Nice fish and good on you for taken your old man out there! Enjoy your dinner


----------



## Ocean Master (May 20, 2008)

That is wonderful fishing with your Dad..!!


----------



## Xpac (Jun 22, 2011)

nice! that's a stud tile and yellow!


----------



## Fielro (Jun 4, 2012)

Congratulations on the fish and taking your Dad. Enjoy the times with him....


----------



## recess (Oct 8, 2007)

Very nice yellow duo!!!!


----------



## Kim (Aug 5, 2008)

Great post and pics!


----------



## SoCal619 (Nov 18, 2011)

Looks like a productive day for sure bro! Right on dude!


----------



## The LaJess II (Oct 3, 2007)

Very nice catch. It's wonderful your Dad can still get out with you and fish.:thumbup:


----------



## fishsticker (Jan 11, 2009)

Good times and nice fish.


----------



## fishycian (Jun 7, 2011)

Something you're dad will remember the rest of his days.
Lost my old man 2 months ago and the picture I have of him and me fishing a couple years ago, is something I look at daily. The thing I regret most was saying "Let's plan a fishing trip soon" and never following up on it.
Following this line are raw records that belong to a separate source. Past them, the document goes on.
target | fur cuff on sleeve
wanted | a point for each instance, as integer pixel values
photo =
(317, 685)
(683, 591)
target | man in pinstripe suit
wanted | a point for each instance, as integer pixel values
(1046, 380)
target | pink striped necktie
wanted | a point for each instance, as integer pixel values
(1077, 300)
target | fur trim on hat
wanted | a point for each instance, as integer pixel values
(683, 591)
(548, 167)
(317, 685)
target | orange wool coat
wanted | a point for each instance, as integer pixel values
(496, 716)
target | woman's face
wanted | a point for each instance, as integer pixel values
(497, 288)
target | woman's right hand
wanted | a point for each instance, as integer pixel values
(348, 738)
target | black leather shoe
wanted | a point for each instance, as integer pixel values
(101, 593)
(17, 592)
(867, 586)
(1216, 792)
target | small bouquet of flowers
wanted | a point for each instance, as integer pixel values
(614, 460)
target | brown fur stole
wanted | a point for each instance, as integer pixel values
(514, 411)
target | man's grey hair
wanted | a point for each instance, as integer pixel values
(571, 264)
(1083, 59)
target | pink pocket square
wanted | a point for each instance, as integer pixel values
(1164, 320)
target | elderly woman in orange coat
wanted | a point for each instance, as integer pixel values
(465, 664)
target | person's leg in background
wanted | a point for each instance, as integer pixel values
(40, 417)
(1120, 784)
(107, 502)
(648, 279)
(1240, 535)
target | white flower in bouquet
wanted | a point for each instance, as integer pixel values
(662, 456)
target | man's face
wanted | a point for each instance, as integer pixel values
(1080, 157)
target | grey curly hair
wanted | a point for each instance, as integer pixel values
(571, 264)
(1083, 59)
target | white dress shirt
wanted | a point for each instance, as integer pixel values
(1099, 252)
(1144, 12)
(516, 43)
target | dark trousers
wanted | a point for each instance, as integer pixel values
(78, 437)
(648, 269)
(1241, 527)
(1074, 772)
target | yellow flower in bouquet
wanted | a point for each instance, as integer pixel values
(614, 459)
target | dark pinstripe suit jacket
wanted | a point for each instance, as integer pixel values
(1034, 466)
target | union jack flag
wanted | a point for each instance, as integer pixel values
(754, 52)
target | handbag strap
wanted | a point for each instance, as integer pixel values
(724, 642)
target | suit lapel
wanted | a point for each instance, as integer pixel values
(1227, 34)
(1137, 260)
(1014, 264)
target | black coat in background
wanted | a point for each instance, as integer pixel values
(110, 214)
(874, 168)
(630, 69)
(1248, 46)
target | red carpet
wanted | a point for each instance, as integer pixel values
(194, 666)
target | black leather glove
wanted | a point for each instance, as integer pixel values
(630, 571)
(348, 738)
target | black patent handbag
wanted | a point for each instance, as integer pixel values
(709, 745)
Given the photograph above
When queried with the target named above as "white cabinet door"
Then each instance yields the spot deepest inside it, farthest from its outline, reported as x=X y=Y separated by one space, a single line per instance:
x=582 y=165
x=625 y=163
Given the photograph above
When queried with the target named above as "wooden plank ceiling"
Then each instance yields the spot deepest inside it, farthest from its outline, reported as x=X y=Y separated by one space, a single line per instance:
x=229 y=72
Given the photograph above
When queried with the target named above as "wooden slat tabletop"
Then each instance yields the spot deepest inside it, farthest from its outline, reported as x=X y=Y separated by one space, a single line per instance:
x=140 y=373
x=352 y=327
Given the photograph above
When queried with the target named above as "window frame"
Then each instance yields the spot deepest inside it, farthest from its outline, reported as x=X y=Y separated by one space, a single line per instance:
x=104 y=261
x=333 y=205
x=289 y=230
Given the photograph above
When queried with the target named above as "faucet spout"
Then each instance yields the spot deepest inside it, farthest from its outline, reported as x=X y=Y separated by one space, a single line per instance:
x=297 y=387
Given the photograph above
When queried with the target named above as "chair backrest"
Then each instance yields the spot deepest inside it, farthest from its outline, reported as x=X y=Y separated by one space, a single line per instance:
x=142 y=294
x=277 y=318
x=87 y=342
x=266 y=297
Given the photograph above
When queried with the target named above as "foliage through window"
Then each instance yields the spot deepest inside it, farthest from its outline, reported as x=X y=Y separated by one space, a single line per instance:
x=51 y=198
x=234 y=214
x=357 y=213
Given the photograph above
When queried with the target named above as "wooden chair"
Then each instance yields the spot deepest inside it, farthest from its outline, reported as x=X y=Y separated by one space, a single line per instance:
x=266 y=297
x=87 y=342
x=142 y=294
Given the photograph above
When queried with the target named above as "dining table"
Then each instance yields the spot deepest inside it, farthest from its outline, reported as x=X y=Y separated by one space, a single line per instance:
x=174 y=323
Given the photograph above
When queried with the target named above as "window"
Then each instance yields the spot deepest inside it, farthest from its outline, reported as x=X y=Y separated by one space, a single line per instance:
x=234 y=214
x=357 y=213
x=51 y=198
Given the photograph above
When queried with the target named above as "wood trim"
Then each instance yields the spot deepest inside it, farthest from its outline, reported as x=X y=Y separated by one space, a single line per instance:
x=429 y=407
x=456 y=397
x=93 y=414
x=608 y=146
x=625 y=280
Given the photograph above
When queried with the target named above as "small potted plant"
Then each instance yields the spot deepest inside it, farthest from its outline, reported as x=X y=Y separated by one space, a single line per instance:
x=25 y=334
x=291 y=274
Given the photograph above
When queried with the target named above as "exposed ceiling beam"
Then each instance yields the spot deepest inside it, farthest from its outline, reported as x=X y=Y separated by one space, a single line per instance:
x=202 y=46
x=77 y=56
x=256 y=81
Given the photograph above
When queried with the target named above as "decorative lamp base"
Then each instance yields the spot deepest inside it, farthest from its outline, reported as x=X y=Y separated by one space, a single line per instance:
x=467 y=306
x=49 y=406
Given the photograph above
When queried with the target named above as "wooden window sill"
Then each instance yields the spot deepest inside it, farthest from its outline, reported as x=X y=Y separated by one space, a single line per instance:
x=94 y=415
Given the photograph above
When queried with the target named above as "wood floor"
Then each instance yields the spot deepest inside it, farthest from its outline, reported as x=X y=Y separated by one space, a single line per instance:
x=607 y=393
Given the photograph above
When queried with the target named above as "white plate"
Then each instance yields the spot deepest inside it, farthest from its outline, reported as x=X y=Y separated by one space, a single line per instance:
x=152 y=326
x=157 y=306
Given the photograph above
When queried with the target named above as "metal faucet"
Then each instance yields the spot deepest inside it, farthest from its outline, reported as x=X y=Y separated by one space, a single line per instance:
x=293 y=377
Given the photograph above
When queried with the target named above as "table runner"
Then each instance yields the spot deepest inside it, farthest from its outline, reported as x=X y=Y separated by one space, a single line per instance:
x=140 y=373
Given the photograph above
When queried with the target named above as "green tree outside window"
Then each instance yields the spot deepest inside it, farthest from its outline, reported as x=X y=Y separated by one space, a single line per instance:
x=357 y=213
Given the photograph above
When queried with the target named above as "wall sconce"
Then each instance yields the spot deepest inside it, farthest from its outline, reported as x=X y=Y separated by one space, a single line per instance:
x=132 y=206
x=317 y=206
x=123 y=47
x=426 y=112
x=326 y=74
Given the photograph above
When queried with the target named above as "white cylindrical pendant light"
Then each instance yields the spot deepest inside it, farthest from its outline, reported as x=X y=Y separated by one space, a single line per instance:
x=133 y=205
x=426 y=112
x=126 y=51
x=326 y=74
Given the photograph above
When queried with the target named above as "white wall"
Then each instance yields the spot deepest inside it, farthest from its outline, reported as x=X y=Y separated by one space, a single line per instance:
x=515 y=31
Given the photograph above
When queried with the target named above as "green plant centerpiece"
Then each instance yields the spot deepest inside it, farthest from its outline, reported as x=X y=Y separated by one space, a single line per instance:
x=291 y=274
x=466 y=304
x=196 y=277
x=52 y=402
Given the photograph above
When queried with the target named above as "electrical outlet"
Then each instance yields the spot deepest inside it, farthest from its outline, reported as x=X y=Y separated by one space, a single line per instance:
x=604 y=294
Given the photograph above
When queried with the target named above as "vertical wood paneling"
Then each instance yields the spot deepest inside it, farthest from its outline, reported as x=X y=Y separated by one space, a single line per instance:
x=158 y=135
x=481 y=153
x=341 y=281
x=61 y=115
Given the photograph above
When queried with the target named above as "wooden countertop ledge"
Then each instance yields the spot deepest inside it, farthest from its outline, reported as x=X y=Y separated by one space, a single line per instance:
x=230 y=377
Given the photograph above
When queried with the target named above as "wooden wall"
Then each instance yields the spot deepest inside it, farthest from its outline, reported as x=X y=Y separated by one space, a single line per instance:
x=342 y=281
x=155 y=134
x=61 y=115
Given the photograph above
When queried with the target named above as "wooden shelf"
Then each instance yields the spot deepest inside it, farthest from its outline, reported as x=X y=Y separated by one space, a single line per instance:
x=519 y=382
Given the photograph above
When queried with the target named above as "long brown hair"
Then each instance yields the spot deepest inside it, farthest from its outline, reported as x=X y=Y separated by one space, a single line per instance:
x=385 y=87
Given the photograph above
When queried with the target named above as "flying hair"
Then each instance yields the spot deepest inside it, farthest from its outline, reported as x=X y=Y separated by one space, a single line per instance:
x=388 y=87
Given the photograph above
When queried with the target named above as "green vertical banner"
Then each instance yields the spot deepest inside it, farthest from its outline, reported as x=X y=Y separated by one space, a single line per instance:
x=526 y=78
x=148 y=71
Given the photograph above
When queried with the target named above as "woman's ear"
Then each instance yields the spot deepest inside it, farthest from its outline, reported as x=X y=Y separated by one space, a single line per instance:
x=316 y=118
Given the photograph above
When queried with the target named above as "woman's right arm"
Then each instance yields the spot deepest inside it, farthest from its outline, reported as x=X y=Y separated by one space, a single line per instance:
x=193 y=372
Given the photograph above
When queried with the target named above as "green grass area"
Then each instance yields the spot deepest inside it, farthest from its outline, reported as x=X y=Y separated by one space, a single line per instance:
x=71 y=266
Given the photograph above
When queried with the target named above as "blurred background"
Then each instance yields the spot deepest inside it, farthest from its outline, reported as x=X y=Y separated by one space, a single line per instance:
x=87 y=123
As soon as he has recovered and another calm day is in store, make him go out with you again!!:thumbsup:

Blow the best picture you go of the catch to an 8" X 10", frame it and give to him for his birthday or Christmas. Trust me on this.


----------



## biggabuck (Mar 29, 2014)

The one your dad is holding is a Snowy right. Or is it a Yellow egde?


----------



## Fish-n-Fur (Apr 2, 2009)

Good day, and great memories i'm sure. Congrats ! :thumbsup:


----------